Esta decisão do governo federal já está sendo contestada não só pelas lideranças da oposição, como pelo presidente do Tribunal Superior Eleitoral, ministro Marco Aurélio de Mello. Argumentam que em ano eleitoral o aumento da clientela do programa é vedado pela Constituição.
O presidente do TSE, por levantar a inconstitucionalidade da decisão governamental, está sendo interpelado judicialmente pelo PT e considera-se vítima de uma tentativa de silenciar a verdade e obstaculizar a livre expressão de seu pensamento.
Frei Beto, do alto de sua autoridade de um dos pais do Fome Zero, entende que o governo tem razões para comemorar o Bolsa Família não só por ser o maior programa de distribuição de renda existente no brasil. Também por ser a maior usina de votos favoráveis ao governo.
?Espero, entretanto, que o resgate de uma importante medida do Fome Zero estabelecer prazo para as famílias se emanciparem do programa venha a imprimir ao Bolsa Família um caráter mais educativo, de promoção cidadã. É preciso que os beneficiários produzam sua própria renda, sem depender do poder público nem correr o risco de retornar à miséria?, disse o sacerdote. A certa altura da entrevista, Frei Beto disse com todas as letras: ?É claro: o governo já iniciou sua campanha pelas eleições municipais?.
O questionamento dos programas sociais do governo devem ser feitos, como agora, em razão de sua tempestividade. É evidente que não podem ser usados como instrumento de captação de votos em anos de eleições. A exegese das pesquisas de opinião pública deixam bem claro que é nas camadas da população beneficiárias desses programas que se concentra a maior parte do eleitorado favorável ao governo. Uma espécie de dá aqui, toma lá, não muito distinto de compra de votos. Só que pelo atacado e com dinheiro da sociedade.

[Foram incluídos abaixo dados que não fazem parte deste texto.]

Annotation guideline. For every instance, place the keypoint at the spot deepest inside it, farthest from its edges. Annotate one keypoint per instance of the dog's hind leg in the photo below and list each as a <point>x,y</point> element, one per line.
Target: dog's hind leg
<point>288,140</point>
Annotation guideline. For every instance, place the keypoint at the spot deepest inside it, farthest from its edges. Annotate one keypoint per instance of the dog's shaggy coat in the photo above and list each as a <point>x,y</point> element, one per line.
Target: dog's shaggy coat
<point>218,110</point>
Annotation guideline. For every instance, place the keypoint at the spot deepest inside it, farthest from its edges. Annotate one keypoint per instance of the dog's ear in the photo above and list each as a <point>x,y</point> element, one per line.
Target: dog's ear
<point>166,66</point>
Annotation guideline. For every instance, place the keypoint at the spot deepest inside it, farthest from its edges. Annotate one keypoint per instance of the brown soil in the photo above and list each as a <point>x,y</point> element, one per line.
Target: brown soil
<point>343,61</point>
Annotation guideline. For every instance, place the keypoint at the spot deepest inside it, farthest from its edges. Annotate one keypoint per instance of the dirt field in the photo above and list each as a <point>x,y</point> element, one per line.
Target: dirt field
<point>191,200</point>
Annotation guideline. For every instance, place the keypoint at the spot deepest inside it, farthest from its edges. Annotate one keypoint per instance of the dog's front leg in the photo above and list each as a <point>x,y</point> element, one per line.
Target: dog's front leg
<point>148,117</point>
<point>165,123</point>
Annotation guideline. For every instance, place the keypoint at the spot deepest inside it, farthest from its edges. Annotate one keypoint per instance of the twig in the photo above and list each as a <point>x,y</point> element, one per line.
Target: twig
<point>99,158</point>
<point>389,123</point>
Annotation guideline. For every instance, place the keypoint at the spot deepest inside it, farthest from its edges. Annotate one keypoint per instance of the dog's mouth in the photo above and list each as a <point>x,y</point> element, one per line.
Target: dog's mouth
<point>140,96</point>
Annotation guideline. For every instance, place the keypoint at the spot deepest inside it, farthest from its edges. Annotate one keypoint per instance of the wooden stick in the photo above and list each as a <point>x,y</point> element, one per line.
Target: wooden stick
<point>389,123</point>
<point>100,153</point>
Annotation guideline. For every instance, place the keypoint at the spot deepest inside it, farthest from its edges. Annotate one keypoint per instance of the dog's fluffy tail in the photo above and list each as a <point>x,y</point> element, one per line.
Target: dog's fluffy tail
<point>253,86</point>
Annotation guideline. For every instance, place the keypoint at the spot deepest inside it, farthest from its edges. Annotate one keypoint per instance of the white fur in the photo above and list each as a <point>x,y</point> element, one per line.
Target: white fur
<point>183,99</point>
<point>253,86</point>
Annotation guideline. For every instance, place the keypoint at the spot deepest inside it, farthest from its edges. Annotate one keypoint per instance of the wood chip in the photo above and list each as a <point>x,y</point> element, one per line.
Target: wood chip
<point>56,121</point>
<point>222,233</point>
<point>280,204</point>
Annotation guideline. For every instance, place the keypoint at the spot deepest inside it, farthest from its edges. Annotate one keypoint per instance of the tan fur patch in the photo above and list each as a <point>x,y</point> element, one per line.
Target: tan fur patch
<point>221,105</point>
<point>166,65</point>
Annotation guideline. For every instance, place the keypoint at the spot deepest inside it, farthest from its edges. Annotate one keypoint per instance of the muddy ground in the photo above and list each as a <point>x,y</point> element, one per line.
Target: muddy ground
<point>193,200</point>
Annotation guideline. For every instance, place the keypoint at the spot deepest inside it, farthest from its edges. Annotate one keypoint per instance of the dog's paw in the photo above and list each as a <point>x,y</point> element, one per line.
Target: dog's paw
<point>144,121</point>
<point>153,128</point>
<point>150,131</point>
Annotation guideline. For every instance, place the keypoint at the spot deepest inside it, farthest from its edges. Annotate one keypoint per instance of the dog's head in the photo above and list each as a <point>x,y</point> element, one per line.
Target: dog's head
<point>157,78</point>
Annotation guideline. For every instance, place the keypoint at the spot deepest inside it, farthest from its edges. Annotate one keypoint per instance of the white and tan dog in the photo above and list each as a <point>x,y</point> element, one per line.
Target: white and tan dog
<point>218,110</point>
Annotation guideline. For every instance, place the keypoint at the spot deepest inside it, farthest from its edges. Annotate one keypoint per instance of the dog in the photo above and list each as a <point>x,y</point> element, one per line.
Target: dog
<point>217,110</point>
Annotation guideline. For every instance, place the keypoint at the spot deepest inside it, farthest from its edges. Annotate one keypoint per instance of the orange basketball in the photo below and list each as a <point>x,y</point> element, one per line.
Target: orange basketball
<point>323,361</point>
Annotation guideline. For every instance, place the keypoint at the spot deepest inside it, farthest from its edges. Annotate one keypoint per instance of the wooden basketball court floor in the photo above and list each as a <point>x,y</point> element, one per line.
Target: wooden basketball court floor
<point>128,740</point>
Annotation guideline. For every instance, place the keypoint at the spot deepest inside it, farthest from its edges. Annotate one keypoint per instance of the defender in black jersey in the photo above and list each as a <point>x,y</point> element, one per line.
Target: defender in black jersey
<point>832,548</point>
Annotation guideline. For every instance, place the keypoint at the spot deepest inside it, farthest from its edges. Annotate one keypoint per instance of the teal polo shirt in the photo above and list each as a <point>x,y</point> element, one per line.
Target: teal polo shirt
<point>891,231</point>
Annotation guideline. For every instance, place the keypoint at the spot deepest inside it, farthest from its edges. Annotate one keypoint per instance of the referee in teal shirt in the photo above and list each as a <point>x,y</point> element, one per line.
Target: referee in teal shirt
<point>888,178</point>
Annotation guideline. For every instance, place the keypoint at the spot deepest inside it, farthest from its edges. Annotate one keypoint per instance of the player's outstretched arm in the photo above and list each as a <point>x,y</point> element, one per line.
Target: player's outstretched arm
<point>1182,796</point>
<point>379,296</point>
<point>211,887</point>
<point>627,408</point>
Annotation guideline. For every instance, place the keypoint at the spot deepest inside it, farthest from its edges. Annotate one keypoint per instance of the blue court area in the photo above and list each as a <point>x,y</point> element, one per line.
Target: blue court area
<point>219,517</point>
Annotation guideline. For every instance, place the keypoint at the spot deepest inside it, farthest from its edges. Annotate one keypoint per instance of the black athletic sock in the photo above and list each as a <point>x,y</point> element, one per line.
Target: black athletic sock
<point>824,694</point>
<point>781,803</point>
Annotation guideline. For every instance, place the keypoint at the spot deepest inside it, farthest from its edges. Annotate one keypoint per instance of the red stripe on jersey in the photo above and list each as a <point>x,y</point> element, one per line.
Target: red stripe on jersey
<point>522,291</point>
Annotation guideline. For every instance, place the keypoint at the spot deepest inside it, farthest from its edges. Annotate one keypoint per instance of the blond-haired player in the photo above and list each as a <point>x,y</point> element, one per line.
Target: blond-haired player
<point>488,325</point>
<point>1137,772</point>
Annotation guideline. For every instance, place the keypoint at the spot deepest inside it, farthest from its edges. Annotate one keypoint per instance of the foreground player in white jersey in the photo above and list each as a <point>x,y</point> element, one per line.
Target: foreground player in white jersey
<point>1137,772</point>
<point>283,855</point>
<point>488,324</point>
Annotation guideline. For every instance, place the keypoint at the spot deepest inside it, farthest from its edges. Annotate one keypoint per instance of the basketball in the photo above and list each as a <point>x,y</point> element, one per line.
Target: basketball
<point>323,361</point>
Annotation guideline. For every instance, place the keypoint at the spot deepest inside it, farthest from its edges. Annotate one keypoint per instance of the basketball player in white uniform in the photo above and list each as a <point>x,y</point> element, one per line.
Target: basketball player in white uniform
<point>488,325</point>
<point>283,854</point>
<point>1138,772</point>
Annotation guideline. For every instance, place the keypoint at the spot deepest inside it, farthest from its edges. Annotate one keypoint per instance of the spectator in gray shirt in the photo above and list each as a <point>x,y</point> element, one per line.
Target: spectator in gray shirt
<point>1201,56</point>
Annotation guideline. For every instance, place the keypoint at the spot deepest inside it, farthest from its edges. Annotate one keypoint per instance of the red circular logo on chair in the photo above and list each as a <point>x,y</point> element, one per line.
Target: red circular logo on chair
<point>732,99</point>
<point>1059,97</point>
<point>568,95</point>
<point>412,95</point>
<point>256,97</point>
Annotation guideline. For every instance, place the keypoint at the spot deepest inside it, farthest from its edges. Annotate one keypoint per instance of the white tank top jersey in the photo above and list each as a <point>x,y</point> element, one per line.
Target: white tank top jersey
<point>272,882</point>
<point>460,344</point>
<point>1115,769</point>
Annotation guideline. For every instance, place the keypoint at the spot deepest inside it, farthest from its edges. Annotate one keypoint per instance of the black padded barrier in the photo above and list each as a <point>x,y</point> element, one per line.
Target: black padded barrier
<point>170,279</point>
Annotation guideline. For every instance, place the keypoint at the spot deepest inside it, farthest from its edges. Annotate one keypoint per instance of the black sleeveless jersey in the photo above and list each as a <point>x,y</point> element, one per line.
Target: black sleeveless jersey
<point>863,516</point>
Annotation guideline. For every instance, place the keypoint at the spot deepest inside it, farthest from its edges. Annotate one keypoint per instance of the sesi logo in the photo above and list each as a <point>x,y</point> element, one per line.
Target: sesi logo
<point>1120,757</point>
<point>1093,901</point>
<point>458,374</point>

Isso não afasta de todo o mérito de implantarem no Brasil programas sociais para socorrer os desassistidos, que se contam aos milhões. Mas tem razão Frei Beto quando propugna por programas emancipatórios e não assistencialistas. Por muito tempo e ainda hoje os movimentos populares e as esquerdas criticaram a elite burguesa do País, enquanto dominava o mundo político, por não se interessar pela emancipação dos pobres, pois assim perderiam um eleitorado cativo. O mesmo faz agora o governo populista ao manter programas assistencialistas, sem um horizonte de reintegração das massas menos favorecidas no mercado de trabalho e participação na vida econômica da Nação.